A propos de Cass. Com. 24 septembre 2013, Pourvoi n°12-14344
La clause qui exige la présence sur le lieu de vente d’un diplômé en pharmacie pendant toute l’amplitude horaire d’ouverture pour la commercialisation de produits dermo-cosmétiques a un caractère disproportionné et est, en conséquence, illicite au regard des pratiques anticoncurrentielles prohibées par les articles L. 420-1 et suivants du Code de commerce.
En l’espèce, l’affaire concernait des parapharmacies en Martinique qui, après avoir reçu l’agrément pour distribuer des produits cosmétiques de différentes marques du Groupe Pierre Fabre, se sont vues retirer leur agrément pour non-respect des conditions générales de distribution et de vente qui imposaient pour la vente desdits produits cosmétiques le conseil d’un diplômé en pharmacie physiquement présent sur le lieu de vente de manière permanente pendant toute l’amplitude horaire d’ouverture.
Les distributeurs évincés ne s’en laissèrent pas compter et assignèrent les différentes sociétés du Groupe Pierre Fabre aux fins de voir constater la nullité de la clause invoquée par ces dernières, pour obtenir réparation du préjudice subi du fait de la rupture abusive de leurs relations commerciales et pour voir ordonner la reprise de ces relations.
Les juges du fond donnèrent raison aux parapharmacies, raison du pourvoi en cassation formé par les sociétés du Groupe Pierre Fabre.
Ces dernières estimaient en effet que la Cour d’appel aurait dû faire application de la loi des parties et constater que deux parapharmacies avaient en commun un seul pharmacien diplômé rendant impossible le respect de la clause qui prévoyait l’obligation pour chacune d’elle d’avoir un diplômé en pharmacie physiquement présent sur le lieu de vente de manière permanente pendant toute l’amplitude horaire d’ouverture. En outre, selon elles, cette exigence contractuelle ne portait pas atteinte à la concurrence et n’avait pas pour objet ou pour effet d’empêcher, de restreindre ou de fausser le jeu de la concurrence sur un marché.
La Cour de Cassation rejette le pourvoi en s’appuyant sur l’arrêt de la Cour de Justice de l’Union Européenne (CJUE) du 13 octobre 2011 (Affaire C 439/09) qui a dit pour droit qu’une clause contractuelle, dans le cadre d’un système de distribution sélective, exigeant que les ventes de produits cosmétiques et d’hygiène corporelle soient effectuées dans un espace physique en présence obligatoire d’un pharmacien diplômé, ayant pour conséquence l’interdiction de l’utilisation d’internet pour ces ventes, constitue une restriction de concurrence par objet au sens de l’article 101 § 1 du Traité sur le fonctionnement de l’Union européenne, sous réserve de vérification concrète de l’absence de justification objective d’une telle clause.
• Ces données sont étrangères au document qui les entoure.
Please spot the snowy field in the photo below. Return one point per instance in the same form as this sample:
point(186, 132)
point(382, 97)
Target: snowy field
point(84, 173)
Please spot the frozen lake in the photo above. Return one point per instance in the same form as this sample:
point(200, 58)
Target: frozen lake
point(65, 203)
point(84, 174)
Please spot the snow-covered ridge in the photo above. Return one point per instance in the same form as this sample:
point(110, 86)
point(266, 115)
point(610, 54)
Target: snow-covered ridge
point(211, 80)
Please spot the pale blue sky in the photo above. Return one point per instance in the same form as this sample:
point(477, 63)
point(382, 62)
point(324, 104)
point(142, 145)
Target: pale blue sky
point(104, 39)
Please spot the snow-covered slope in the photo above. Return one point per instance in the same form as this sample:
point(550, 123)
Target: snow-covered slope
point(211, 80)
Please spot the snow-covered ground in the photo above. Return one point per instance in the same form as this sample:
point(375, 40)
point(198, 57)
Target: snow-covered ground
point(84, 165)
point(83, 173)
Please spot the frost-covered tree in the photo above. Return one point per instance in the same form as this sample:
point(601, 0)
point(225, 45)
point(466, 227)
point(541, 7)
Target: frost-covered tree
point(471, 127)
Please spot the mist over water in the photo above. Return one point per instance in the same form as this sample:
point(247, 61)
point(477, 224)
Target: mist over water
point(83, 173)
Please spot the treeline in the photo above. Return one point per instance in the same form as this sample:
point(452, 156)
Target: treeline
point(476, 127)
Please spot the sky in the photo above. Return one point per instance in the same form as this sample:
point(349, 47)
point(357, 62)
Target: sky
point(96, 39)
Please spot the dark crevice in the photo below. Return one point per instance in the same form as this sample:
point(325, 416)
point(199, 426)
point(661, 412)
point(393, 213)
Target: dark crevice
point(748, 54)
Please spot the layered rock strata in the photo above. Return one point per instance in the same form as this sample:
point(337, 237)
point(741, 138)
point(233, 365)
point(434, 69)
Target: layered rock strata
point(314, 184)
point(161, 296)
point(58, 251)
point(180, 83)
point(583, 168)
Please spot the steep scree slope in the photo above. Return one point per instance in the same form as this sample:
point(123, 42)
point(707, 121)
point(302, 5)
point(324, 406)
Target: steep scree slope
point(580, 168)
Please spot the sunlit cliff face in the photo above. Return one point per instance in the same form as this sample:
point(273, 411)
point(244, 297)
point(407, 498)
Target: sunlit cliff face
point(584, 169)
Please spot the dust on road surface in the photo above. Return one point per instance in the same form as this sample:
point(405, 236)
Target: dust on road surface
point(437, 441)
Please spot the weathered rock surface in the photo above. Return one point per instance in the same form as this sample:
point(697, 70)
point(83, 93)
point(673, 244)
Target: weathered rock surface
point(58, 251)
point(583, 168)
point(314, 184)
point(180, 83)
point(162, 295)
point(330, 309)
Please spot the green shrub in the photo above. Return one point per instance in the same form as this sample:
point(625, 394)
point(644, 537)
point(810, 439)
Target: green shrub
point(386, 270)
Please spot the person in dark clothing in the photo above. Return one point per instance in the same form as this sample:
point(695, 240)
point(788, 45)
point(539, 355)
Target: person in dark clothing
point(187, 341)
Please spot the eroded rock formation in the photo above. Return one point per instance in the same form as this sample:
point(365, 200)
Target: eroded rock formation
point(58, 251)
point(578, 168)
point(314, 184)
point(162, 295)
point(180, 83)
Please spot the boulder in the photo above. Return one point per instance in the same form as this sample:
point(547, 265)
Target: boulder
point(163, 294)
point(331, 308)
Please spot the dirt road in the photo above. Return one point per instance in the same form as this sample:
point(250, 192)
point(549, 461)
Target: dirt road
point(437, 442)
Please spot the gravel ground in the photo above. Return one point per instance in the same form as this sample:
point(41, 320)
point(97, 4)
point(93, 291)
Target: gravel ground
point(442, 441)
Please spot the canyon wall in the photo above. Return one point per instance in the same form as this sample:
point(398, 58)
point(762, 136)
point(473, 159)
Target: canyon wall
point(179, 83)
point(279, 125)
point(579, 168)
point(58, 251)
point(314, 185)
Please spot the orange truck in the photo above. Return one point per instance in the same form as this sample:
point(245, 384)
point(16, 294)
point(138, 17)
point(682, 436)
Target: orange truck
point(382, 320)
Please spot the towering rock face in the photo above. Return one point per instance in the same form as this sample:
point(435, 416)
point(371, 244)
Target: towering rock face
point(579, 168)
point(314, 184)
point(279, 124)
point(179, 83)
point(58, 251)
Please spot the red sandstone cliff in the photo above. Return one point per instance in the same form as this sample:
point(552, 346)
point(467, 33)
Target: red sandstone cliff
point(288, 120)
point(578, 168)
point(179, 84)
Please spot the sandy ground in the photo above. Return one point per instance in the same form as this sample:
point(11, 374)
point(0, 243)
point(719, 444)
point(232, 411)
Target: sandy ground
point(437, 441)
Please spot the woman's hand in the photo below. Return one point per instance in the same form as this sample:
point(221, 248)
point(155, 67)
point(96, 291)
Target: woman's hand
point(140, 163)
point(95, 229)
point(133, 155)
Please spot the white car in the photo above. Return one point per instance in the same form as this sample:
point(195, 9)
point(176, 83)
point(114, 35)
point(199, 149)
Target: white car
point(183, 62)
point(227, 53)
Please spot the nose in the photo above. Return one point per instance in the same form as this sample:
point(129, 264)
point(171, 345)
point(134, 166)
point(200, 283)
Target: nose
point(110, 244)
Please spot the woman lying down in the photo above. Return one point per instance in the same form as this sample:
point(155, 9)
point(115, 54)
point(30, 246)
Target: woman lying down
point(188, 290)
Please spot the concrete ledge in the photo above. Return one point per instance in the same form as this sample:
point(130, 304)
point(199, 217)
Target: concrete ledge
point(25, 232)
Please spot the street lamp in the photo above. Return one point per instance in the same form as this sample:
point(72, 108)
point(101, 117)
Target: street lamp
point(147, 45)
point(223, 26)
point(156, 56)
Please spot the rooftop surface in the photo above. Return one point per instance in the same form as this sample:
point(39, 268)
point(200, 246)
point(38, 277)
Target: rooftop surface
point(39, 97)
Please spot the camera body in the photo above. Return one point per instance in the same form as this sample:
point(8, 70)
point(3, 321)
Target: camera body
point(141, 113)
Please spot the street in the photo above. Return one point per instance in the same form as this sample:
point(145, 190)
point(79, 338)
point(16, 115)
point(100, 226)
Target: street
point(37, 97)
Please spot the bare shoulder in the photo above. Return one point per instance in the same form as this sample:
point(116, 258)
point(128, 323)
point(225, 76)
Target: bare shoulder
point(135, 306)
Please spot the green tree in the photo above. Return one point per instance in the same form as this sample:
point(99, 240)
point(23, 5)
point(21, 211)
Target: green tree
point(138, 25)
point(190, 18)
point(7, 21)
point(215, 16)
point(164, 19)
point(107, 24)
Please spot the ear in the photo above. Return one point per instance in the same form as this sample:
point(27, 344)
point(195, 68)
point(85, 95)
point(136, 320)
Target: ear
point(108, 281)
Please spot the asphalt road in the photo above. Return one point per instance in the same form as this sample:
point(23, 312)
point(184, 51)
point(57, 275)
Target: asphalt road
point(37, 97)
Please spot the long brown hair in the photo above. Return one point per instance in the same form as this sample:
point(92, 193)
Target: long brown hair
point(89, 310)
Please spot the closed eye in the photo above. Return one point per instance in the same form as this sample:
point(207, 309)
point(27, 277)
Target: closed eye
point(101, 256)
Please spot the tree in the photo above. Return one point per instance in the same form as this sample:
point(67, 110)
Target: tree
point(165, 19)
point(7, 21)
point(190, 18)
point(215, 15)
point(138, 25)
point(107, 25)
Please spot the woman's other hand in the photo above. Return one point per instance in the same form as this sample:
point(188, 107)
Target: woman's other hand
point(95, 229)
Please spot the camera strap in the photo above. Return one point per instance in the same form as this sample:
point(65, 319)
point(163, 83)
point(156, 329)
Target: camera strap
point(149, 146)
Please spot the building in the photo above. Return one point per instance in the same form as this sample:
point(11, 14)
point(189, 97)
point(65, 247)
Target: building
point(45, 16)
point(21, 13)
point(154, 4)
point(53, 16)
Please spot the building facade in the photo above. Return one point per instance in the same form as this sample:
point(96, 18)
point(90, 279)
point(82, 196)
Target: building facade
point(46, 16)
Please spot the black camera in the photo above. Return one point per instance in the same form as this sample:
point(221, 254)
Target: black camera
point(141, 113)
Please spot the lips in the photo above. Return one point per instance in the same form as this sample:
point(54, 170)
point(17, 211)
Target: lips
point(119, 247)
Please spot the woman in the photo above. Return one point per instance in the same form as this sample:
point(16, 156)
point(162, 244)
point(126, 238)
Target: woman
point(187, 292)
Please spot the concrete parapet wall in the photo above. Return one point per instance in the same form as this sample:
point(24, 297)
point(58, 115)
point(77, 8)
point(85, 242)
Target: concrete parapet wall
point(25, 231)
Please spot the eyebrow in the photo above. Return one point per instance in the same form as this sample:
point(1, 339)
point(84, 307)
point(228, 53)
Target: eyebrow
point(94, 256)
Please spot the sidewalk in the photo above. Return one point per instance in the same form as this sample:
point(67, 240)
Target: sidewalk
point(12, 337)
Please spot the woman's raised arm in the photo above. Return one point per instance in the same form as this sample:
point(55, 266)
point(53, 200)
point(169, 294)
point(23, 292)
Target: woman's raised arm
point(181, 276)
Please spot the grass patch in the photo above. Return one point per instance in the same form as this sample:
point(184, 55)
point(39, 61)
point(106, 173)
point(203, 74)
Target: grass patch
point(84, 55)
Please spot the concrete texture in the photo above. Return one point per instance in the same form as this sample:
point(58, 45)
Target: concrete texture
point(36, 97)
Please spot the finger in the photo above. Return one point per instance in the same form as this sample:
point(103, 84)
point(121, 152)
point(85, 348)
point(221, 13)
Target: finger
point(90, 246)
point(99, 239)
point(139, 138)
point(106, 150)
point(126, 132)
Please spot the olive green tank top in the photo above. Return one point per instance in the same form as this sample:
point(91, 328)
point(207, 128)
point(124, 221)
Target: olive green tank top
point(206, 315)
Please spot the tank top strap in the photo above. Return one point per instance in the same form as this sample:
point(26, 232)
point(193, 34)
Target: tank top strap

En l’espèce, considérant que « les produits dermo-cosmétiques n’entrent pas dans le monopole des pharmaciens, qu’il n’est pas établi que les produits objets du litige nécessitent sur le plan de la santé des utilisateurs des conseils particuliers et que le conseil d’utilisation sollicité le cas échéant par le consommateur peut être dispensé par toute personne ayant bénéficié d’une formation adéquate, en dermatologie ou cosmétologie par exemple », la Cour en déduit qu’en ce qu’elle exige la présence sur le lieu de vente d’un diplômé en pharmacie, la clause litigieuse a un caractère disproportionné et est par conséquent illicite.
Les vendeurs de produits dermato-cosmétologiques peuvent se réjouir de cette décision de la cour de cassation qui va dans le sens de la libéralisation de ce type de produits en ligne, telle qu’amorcée par la CJUE. A contrario, les fabricants de tels produits voient leurs moyens juridiques de restreindre ces ventes s’étioler encore un peu plus.